In my view, possibly quite a lot, if it survives. Unlike in the U.S., in Israel the whole country doesn’t seem to be polarized around every political issue — there’s little “vaccine hesitancy” for example and few conspiracy theories. The new government’s guidelines explicitly forbid it from dealing with the perennial third rails of Israeli politics, namely future relations with the Palestinians as well as the issue of “synagogue and state,” that is, how religious and secular Jews get along with each other. With these off the table — and the status quo maintained if possible — the government will have to deal with important but less existential issues such as, among others:
Passing a budget for 2021(!) Dealing with the criminal violence engulfing many Arab towns Deepening relations with the (non-Palestinian) Arab world Opposing Iran Repairing relations with the U.S. Infrastructure
In addition, Ra’am will get some support for its agenda of more land and housing for Israeli Palestinians, and some letup in demolishing Arab homes that contravene building codes. If Abbas succeeds, Arab voting rates, which sank below 50% in March’s election, may shoot up again and significantly increase Arab political power.

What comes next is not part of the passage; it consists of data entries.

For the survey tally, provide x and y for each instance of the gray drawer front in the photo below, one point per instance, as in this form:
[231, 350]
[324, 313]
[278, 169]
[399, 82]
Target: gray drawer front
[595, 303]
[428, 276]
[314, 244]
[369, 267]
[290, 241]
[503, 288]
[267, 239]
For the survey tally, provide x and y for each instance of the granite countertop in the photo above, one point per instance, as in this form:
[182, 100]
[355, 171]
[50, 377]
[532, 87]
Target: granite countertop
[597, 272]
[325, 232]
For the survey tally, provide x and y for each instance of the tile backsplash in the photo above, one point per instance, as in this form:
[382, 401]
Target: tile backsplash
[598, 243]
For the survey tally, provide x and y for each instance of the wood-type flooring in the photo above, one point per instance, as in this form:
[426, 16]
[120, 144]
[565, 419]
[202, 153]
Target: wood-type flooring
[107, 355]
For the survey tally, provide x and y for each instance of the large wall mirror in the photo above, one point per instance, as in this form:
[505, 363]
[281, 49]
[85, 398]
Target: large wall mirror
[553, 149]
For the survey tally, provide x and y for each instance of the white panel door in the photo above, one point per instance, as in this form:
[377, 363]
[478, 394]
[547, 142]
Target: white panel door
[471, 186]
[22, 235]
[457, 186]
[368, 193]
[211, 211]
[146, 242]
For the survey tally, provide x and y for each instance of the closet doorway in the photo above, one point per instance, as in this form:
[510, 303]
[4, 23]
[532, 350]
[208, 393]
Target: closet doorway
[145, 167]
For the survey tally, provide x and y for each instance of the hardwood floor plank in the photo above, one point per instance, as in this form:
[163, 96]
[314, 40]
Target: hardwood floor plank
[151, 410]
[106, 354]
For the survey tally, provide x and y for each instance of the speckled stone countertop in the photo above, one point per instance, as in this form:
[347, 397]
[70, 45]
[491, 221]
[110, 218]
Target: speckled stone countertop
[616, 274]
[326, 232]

It goes without saying that the Palestinians in the West Bank and Gaza will not take kindly to being put on hold till Bibi passes from the political scene and Israel gets its house in order. Whether they can do anything about it is another question, however.
In other words, anyone who thinks that, without Bibi in charge, the peace process will resume, and perhaps even succeed, is bound to be disappointed. This coalition has a certain left-right balance that is only possible because 53 Knesset seats are held by right-wing and/or religious pro-Bibi parties and he will not let them go. The new government’s hold on power is precarious; the defection of a single Knesset member could bring it down, in addition to its self-imposed restrictions on tackling the most important issues facing Israel. How it may proceed, and whether it will succeed, is anyone’s guess.